Par exemple, le Ministre de l’Éducation du Sud-Soudan s’est fermement engagé à éduquer chaque fille et chaque enfant du Sud-Soudan afin d’aider à construire cette jeune nation qui a tant souffert. Alors que le Sud-Soudan, un pays de la taille de l’Europe Occidentale, a reçu le plus gros investissement du fonds d’amorçage d’ÉSD, qui a investi 40 millions de dollars US, le gouvernement a également contribué en investissant 10 millions de dollars US et le GPE a également investi 10 millions de dollars US. Bien que nous travaillions tous ensemble, il ne nous manque que 25 millions de dollars pour répondre à l’ensemble des besoins pour les trois années à venir, sans oublier le flux de réfugiés du Soudan arrivant au Sud-Soudan. Ce problème est facile à résoudre : il suffit que cinq partenaires apportent 5 millions de dollars chacun, ou que dix partenaires apportent 2,5 millions de dollars chacun, et nous aurons un programme commun entièrement financé pour les trois années à venir.

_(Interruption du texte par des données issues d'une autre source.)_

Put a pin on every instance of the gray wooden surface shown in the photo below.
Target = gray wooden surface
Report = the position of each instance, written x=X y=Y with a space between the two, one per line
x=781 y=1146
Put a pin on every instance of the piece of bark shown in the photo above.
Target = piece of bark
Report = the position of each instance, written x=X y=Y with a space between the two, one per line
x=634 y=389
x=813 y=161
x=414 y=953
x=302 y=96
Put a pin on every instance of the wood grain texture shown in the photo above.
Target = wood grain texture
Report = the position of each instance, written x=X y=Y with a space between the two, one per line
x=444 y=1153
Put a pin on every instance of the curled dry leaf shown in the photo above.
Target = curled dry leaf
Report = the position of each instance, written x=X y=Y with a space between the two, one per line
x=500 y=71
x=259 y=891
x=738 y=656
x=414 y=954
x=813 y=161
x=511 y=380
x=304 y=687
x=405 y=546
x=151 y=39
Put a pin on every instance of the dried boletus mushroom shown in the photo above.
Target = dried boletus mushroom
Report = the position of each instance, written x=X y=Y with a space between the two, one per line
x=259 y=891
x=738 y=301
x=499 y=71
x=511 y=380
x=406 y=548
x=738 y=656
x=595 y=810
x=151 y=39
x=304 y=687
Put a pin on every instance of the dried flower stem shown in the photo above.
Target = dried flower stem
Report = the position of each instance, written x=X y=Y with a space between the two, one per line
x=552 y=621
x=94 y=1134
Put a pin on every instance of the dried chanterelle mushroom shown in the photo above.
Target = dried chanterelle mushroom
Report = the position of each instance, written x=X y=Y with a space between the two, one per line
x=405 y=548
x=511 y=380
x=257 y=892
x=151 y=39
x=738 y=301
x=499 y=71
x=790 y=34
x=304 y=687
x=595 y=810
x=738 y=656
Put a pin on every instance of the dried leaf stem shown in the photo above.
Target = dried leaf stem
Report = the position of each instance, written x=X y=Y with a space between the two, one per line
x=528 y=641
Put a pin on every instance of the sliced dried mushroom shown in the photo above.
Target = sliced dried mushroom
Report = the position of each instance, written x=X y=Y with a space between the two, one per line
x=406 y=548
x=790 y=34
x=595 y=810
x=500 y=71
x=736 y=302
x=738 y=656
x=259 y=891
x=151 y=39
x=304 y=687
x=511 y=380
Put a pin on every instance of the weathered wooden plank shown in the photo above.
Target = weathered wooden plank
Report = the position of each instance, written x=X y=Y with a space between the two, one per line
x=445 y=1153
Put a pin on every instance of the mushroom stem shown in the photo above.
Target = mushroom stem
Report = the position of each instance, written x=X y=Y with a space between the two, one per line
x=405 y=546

Il en va de même pour l’Ukraine, où nous travaillons tous ensemble pour investir à la fois dans des Réponses de Première Urgence et dans des Programmes Pluriannuels de Résilience. L’engagement du Ministère de l’Éducation est admirable en ce qui concerne l’accès à l’enseignement en ligne, qui a contribué de manière significative à réduire les pertes d’apprentissage. La Coalition Mondiale des Entreprises pour l’Éducation (GBCEd) a contribué à hauteur de près de 50 millions de dollars US à la mise en place de ces dispositifs, mais des ressources supplémentaires sont nécessaires.

Ensuite, regardez l’Afrique subsaharienne – y compris le Sahel, le Mali, le Burkina Faso et le Tchad – ou le Moyen-Orient, avec le Liban comme exemple – de tels pays généreux qui accueillent des réfugiés, malgré leurs propres défis. Eux aussi font preuve de vision et de détermination, mais sans financement supplémentaire, nous ne pouvons pas soutenir pleinement ces gouvernements, ces enfants et ces enseignants dans la réalisation de leurs objectifs d’éducation de qualité pour reconstruire leur pays et s’occuper des réfugiés qu’ils accueillent volontiers.

Pour aggraver la situation, nous avons maintenant Gaza, où plus de 10 000 enfants auraient été tués à la mi-janvier et où l’ensemble du système éducatif a été détruit. Les enfants risquent de perdre au moins une année scolaire, si ce n’est plus, compte tenu de l’énorme besoin de reconstruction et d’une solution politique durable. Avec la nomination d’un Coordinateur Principal de l’Aide Humanitaire et de la Reconstruction pour Gaza, l’ensemble du système éducatif devra être reconstruit, y compris les infrastructures importantes, la guérison par la santé mentale et les services psychosociaux, la formation des enseignants et les honoraires, les repas scolaires, les fournitures scolaires, le matériel éducatif, etc. La tâche est herculéenne, les besoins sont énormes et les coûts seront colossaux. Pourtant, pour en revenir à la déclaration du porte-parole des Nations Unies mentionnée plus haut, des billions de dollars existent et doivent être exploités.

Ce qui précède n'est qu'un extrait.